TCE vai julgar denúncia contra prefeito Nonato de Abílio

O prefeito e o pregoeiro em sua defesa alegaram que a denunciante não acostou nenhum documento que comprove a sua legitimidade, bem como as suas alegações.

Bárbara Rodrigues
Teresina
- atualizado

O Tribunal de Contas do Estado do Piauí (TCE-PI) vai julgar na próxima quinta-feira (17) uma denúncia formulada por Alecsandra Nunes da Silva por irregularidades no Pregão Presencial n° 004/2017, destinado à contratação de empresa para prestação de serviço de assessoria e consultoria na área administrativa da Prefeitura de Nazaré do Piauí, na gestão de Raimundo Nonato Costa, mais conhecido como Nonato de Abílio,e do pregoeiro Mislave de Lima Silva.

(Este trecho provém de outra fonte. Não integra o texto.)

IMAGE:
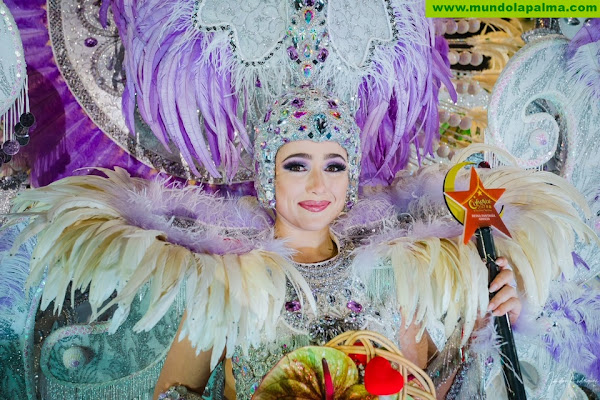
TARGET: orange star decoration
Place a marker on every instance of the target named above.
(478, 206)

Segundo a denunciante, o aviso de licitação foi publicado no dia 14 de fevereiro de 2017 e o certame foi realizado no dia 22 de fevereiro ou seja, a licitação foi realizada apenas 6 dias úteis após a publicação do edital, em desconformidade com o prescrito no art. 4°, inciso V, da Lei n° 10.520/2002. Ela ainda destacou que o objeto da licitação compreende atividades que devem ser desenvolvidas por outras duas empresas já contratadas pelo município, como o escritório Ferreira Costa & Curvina Advogados Associados e o escritório José Maria de Araújo Costa Advocacia e Consultoria, alegando então que o procedimento estaria causando prejuízos aos cofres públicos.

  • Foto: Lucas Dias/GP1Plenário do TCEPlenário do TCE

O prefeito e o pregoeiro em sua defesa alegaram que a denunciante não acostou nenhum documento que comprove a sua legitimidade, bem como as suas alegações.

“Embora o Pregoeiro, segundo denunciado, tenha se equivocado, por desconhecimento, no momento da publicação do edital, fixando prazo inferior ao previsto em lei, há de se ressaltar que houve a concorrência entre as interessadas, colocando os riscos de dano ao erário à margem de zero. Ressaltamos, ainda, que também não houve prejuízos aos licitantes, pois não há nenhum registro de alguma empresa que tivesse interposto recurso ou impugnação contra o prazo mínimo fixado no instrumento convocatório”, afirmaram em sua defesa.

“O que devemos evidenciar é que ato de contratação, através de procedimento licitatório, na modalidade pregão presencial, demonstra que o gestor municipal está preocupado com a redução dos gastos e ao mesmo tempo contratar pessoas jurídicas com qualificação técnica para lhe assessorar na administração, fato este que coloca por terra a insinuação de que vem agindo dolosamente com o intuito de beneficiar algumas pessoas e ocasionando prejuízos aos cofres públicos”, disseram.

Em parecer, o Ministério Público de Contas, por meio do procurador Márcio André Madeira de Vasconcelos, se manifestou pela procedência da denúncia com aplicação de multa.